The results were, if not surprising, then at least statistically significant.
The team used data from the US Fatality Analysis Reporting System, which catalogs all fatal crashes on public US roadways, and compared that to data from Spotify charts, looking specifically at the top 10 albums with the most first-day streams between 2017 and 2022 (Taylor Swift and Drake each appear three times in the top 10, for those curious).
According to their analysis of the data, the total number of streams on the release date for major albums increases by nearly 40 percent. Traffic fatalities on those same days also increased, though by a more modest 15 percent.
That's a lot of added death on American roadways by drivers distracted by the latest Tay-Tay and Drizzy jams.
Of course, there are plenty of other factors that could help explain such a correlation - major albums are typically released on Fridays, for instance, and weekends may carry different driving patterns, while in-vehicle phone-mirroring systems could theoretically make some interactions less risky. Untangling all of that is tricky in an observational study. The researchers acknowledge those limitations and attempt to address them with extensive controls and multiple robustness checks.
They adjusted for fixed effects like holidays, the day of the week and week of the year, repeated the analyses to select for infotainment systems and other automobile information, and accounted for driver characteristics including age, the number of people in the car, and involvement of alcohol. The team even conducted multiple "placebo album" falsification tests, running experiments on randomly-selected dates, to be sure they weren't overlooking something else unknown.
Sure, the team admits that its study, as a working paper that has yet to be peer-reviewed, still could be wrong, but so far the data doesn't suggest that.
"We observed an increase in fatal car crashes in the U.S. on days that major music albums were released and when streaming volumes surged on a large music streaming platform," the team said. "Multiple additional analyses suggested these findings were not explained by releases occurring on certain days of the week or on holiday weekends."

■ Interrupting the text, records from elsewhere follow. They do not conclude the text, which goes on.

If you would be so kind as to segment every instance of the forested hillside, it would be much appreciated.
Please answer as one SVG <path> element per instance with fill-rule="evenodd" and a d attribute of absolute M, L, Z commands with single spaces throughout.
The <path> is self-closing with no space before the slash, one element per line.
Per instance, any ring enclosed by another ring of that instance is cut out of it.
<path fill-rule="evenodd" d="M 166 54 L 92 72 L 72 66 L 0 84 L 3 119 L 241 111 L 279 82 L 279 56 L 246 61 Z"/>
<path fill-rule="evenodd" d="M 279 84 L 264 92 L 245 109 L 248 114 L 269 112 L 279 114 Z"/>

As for who is most likely to be caught up in an album drop-date traffic fatality, the data gets incredibly specific and all of it seems to support distracted driving linked to tech usage as the culprit.
Younger drivers were more likely to be part of this statistical pattern, as were those driving alone. The increase was more pronounced in crashes involving sober drivers and was not meaningfully different between daytime and nighttime hours, which the authors say argues against an alcohol-driven explanation. In a subset analysis of newer vehicles, the rise in fatalities was larger among cars identified as Apple CarPlay–capable - a finding the researchers suggest may reflect how phone-mirroring platforms lower the barrier to interacting with streaming apps, though they stop short of identifying a specific causal mechanism.
The team said they hope their research will push lawmakers, smartphone manufacturers, and car companies to "improve driver safety surrounding streaming media," but didn't make any particular suggestions as to how.